The Yangtze River Delta, a major powerhouse of China's economy,
could be expanded from 16 major cities to include the entire region
to bring about smooth integration among Shanghai and the
neighboring Jiangsu and Zhejiang provinces.
Experts attending an international seminar over the weekend,
which saw top leaders from Shanghai and the two provinces
attending, announced that the long-anticipated regional-development
outline would soon be released, Hong Kong-based Wen Wei Po
reported.
While ensuring Shanghai's status as the zone's core, a
three-layer, sustained coordinative mechanism is in the pipeline to
promote integration of the delta and enhance its global
competitiveness.
It is the first time for the delta's integration to top the
strategic agenda of the financial hub and its two neighbors.
Citing the seminar's participants, the Hong Kong newspaper said
the regional development outline and another guideline - partly
drafted by the National Development and Reform Commission to
further reform, opening up and coordinated development in the
region - would be unveiled soon.
Traditionally, the integration concept includes the cities of
Shanghai, Nanjing, Suzhou, Yangzhou, Zhenjiang, Taizhou, Wuxi,
Changzhou, Nantong, Hangzhou, Ningbo, Huzhou, Jiaxing, Zhoushan,
Shaoxing and Taizhou. The two new documents would extend it to
include less-developed areas in Jiangsu and Zhejiang.

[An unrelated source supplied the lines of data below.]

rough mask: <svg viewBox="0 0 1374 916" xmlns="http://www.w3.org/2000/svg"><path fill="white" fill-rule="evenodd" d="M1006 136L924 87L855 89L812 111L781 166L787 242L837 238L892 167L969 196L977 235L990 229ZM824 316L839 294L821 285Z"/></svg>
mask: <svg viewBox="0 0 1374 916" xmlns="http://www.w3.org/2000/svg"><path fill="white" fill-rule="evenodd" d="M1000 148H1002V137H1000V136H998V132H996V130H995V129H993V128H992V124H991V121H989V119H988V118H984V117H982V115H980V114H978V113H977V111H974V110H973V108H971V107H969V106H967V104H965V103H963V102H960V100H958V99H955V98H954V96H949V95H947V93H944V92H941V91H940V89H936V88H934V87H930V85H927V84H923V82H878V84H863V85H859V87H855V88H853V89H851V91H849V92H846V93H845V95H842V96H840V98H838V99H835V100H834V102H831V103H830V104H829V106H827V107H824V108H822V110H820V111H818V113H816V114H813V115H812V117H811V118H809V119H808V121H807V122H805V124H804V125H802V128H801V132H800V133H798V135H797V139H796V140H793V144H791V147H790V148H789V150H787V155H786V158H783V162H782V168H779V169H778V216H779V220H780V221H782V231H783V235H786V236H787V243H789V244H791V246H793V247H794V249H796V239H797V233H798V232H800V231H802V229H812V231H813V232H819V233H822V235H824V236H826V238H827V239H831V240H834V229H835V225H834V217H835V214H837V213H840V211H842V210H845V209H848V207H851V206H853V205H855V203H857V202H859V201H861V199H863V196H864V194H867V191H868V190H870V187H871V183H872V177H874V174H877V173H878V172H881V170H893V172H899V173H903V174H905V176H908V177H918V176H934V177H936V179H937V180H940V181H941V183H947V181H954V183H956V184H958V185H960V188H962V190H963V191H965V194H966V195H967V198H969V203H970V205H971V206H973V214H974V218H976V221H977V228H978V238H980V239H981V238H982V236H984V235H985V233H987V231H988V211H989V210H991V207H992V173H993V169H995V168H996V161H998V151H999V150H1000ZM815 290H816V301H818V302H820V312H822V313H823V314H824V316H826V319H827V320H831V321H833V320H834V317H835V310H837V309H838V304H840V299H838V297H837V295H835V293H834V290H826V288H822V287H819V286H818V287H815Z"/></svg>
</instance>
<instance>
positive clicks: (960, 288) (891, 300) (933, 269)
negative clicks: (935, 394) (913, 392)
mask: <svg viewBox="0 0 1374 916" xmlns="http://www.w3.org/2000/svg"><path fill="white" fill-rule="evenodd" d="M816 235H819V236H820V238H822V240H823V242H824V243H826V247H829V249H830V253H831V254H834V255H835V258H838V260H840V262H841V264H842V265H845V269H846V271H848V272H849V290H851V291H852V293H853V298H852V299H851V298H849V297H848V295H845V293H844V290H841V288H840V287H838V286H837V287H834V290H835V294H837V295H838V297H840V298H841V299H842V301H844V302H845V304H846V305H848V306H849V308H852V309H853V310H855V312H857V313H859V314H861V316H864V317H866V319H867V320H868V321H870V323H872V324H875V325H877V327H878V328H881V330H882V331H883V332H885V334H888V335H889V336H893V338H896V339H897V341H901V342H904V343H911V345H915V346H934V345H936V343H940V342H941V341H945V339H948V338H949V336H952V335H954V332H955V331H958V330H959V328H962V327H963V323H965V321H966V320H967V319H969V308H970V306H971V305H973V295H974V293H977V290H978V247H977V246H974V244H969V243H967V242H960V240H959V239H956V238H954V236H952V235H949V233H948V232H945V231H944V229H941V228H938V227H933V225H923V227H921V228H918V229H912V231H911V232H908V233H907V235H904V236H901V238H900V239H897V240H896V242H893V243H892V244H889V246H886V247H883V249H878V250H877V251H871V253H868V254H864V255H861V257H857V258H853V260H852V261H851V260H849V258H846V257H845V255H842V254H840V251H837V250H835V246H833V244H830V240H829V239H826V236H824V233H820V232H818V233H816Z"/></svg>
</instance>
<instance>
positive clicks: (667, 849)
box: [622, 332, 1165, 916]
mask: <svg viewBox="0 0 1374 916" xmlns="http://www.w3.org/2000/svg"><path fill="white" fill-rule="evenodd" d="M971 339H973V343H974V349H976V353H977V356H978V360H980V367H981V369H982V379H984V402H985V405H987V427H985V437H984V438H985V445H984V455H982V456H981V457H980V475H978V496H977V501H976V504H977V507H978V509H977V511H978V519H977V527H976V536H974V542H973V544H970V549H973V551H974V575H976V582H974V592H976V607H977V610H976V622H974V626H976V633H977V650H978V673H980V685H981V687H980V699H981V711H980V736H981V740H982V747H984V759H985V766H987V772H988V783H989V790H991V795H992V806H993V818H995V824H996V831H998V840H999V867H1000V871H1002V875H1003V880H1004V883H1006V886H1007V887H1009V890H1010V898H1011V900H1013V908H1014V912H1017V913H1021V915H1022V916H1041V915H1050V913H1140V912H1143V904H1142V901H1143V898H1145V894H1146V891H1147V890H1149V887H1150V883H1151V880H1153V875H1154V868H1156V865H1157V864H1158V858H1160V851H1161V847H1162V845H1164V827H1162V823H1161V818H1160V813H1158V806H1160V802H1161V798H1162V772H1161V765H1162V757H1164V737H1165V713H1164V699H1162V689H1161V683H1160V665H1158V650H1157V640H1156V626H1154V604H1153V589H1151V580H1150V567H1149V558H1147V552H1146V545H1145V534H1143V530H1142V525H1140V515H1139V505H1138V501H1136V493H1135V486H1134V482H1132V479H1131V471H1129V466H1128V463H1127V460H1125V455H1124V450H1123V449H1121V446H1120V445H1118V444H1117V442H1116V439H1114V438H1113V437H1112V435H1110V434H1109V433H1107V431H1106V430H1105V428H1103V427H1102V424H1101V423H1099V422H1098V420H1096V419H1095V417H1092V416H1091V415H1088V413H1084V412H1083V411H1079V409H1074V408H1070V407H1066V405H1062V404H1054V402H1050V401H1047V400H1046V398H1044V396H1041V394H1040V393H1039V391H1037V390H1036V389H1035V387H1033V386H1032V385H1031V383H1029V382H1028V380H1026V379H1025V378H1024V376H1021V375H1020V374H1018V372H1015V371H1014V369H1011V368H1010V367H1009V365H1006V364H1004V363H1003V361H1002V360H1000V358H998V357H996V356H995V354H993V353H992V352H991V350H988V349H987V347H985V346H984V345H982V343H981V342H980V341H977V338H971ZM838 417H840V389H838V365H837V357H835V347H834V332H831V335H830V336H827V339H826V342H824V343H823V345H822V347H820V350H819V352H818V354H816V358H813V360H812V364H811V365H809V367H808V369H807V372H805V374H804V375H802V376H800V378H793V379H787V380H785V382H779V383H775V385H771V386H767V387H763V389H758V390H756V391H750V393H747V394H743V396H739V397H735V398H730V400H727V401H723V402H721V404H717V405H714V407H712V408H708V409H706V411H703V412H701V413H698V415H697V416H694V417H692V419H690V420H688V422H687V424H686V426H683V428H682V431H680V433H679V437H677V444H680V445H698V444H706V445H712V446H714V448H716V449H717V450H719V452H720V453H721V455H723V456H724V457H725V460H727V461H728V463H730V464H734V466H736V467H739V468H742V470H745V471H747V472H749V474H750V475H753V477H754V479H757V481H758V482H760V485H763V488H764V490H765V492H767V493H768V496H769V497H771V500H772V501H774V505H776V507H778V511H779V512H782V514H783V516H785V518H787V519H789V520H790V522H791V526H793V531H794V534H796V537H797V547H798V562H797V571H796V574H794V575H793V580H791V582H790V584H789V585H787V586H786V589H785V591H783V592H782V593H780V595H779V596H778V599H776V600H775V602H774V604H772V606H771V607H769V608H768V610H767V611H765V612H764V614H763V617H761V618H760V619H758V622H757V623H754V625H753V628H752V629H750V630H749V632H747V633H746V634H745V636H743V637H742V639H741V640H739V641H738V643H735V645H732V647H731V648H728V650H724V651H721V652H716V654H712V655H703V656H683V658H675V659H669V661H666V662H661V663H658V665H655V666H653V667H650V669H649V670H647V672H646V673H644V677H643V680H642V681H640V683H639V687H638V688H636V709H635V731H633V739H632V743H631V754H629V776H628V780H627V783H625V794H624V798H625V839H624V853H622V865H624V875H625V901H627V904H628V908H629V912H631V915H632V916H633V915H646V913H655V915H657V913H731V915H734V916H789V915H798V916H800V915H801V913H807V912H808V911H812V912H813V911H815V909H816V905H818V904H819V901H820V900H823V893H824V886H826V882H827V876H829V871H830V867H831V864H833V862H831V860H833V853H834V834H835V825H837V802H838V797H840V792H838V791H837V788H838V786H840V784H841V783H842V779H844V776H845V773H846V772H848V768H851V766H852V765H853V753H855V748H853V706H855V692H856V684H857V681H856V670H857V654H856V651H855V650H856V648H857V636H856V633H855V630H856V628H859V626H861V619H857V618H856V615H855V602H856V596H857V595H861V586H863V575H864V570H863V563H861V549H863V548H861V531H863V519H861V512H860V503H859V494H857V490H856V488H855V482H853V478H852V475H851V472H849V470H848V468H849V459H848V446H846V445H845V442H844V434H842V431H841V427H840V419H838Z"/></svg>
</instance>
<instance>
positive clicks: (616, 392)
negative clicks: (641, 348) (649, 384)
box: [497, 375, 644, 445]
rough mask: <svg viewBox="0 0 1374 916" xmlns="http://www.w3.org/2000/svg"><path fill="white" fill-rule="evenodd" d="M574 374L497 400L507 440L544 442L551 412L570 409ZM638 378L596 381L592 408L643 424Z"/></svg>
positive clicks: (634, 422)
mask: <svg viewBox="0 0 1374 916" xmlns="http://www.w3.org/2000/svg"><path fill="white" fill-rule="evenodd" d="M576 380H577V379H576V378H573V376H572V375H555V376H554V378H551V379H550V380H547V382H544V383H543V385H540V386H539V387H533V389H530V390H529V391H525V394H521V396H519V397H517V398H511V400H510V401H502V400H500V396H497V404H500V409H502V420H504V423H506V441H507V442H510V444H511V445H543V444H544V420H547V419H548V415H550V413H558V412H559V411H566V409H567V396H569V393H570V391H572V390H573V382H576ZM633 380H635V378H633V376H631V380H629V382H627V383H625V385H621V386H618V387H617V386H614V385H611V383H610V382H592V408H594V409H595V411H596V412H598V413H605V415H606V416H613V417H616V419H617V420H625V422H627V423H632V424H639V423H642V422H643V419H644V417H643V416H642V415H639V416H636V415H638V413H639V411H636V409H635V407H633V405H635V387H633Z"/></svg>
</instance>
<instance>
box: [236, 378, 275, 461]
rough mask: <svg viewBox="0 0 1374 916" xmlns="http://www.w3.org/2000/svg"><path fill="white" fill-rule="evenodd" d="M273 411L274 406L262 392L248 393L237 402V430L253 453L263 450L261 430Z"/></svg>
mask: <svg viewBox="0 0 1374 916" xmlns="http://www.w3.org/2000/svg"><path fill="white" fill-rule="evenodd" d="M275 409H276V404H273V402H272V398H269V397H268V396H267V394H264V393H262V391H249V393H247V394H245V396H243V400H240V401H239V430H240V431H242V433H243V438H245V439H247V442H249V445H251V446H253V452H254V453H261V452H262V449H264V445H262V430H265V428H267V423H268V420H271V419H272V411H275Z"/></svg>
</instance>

Tu Qiyu, a researcher from Shanghai Academy of Social Sciences,
said Monday that the expanded integration would unify
administrative systems in Jiangsu and Zhejiang and make cooperation
easier within the zone.
"Instead of the current 'one province, two systems' policy in
Jiangsu and Zhejiang, the change will broaden cooperation in more
respects and make for a more harmonious development in the whole
area," Tu said.
The seminar, opened on December 1, highlighted regional
environmental protection and sustainable economic development,
unification of the delta's market, sharing 2010 Shanghai Expo
opportunities and expanding the expo's effects.
To remove administrative barriers to further integration within
the zone, industry and commerce administrators in Shanghai and its
two neighbors also signed a joint memorandum of understanding on
unifying market access for businesses in the region.